【新潟2歳S】低調なメンバーの中でキラリと光るレッチュベルクの高い素質

公開日:2026年8月24日 14:00 更新日:2026年8月24日 14:00

 近年は頭数が揃わない傾向の新潟2歳S。今年は10頭の出走で未勝利馬が半分の5頭と、低調なメンバー構成になってしまったが、勝ったレッチュベルクのレース内容はなかなかどうして、明るい未来を感じさせる走りで初重賞Vを決めた。

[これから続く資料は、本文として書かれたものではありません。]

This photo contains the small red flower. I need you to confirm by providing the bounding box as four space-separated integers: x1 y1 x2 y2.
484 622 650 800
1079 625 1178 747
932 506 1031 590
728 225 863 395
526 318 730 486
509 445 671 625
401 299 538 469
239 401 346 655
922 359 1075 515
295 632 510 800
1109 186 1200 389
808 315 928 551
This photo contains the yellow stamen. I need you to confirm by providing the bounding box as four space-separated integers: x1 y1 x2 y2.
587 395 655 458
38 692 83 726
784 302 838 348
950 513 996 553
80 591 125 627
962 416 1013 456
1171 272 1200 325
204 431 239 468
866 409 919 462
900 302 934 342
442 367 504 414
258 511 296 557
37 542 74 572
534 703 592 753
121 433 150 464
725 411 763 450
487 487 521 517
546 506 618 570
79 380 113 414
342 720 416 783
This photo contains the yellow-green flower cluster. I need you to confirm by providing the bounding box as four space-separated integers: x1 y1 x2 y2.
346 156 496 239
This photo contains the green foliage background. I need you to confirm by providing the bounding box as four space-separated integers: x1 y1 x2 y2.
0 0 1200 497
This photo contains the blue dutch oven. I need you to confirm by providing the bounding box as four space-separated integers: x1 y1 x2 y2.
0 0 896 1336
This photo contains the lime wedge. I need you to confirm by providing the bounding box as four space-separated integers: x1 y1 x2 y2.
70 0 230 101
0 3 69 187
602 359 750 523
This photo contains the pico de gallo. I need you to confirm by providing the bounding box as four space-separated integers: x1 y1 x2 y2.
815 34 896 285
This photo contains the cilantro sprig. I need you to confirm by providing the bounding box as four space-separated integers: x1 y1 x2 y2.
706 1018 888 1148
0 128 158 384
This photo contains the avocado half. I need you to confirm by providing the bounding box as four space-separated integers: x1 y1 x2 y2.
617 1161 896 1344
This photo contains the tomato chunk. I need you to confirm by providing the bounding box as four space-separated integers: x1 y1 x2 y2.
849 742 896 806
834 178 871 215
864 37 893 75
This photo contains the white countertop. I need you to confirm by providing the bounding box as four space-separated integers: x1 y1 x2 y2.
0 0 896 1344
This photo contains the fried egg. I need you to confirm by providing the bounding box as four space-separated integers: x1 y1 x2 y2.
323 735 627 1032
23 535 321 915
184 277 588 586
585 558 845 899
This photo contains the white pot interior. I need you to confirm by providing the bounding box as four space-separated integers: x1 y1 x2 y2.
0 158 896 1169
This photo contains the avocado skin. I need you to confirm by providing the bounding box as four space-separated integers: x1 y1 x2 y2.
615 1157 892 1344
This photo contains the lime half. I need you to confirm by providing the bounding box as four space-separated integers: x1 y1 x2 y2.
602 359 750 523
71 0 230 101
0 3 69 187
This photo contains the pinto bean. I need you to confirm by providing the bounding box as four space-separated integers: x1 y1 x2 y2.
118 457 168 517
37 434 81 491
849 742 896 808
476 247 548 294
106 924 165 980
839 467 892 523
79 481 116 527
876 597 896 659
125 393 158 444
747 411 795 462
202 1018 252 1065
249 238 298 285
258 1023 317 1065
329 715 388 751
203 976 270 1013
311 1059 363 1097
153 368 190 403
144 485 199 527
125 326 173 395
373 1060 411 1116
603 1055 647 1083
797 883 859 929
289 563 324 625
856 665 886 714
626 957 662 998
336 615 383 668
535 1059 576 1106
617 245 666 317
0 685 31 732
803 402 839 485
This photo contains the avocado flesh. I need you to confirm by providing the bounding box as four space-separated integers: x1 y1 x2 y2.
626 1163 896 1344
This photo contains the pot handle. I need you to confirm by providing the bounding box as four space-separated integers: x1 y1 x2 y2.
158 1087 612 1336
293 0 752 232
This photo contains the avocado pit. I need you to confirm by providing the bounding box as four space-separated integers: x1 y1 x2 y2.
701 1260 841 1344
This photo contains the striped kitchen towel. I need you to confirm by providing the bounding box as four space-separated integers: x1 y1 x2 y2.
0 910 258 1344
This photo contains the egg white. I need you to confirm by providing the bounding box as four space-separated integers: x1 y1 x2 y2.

 前半3F35秒5のスローペースに向正面ではかなり力むシーン。それでも直線はインから力強く伸びて、先に抜け出していたトウシンマジックをきっちりとらえてみせた。

 勝ち時計は1分34秒7と平凡だが、使った上がりは3F32秒8と優秀。トップスピードに入ったラスト1Fからの大きなフットワークには高い素質を感じさせた。

 牝系を見れば、3代母に米GⅠBCフィリー&メアターフ、英GⅠコロネーションS、仏GⅠジャックルマロワ賞を勝った女傑バンクスヒル。5代母ケラリを祖とする牝系からは欧米での重賞活躍馬が多数出ている。さらには、母父は欧州の名種牡馬ガリレオ。

 血の奥深さ十分のインディチャンプ産駒に、この夏、重賞で存在感を出している田辺も「追い切りに乗った時からゴーサインを出してからのフットワークの伸びの良さが目立っていました。薄いメンバーといわれていたが、オープンに行っても恥ずかしくない馬ですよ」と賛辞を惜しまなかった。

 これからは「距離延長を視野に入れる」とは陣営。初戦は前半の走りに遊びがあったが、前述のように2戦目の今回は気持ちが入って若さを見せていただけに、今後は気性面の成長がカギになりそう。父はマイルまでの馬だったが、果たしてその血を超えていけるのか。これからの走りに注目したい。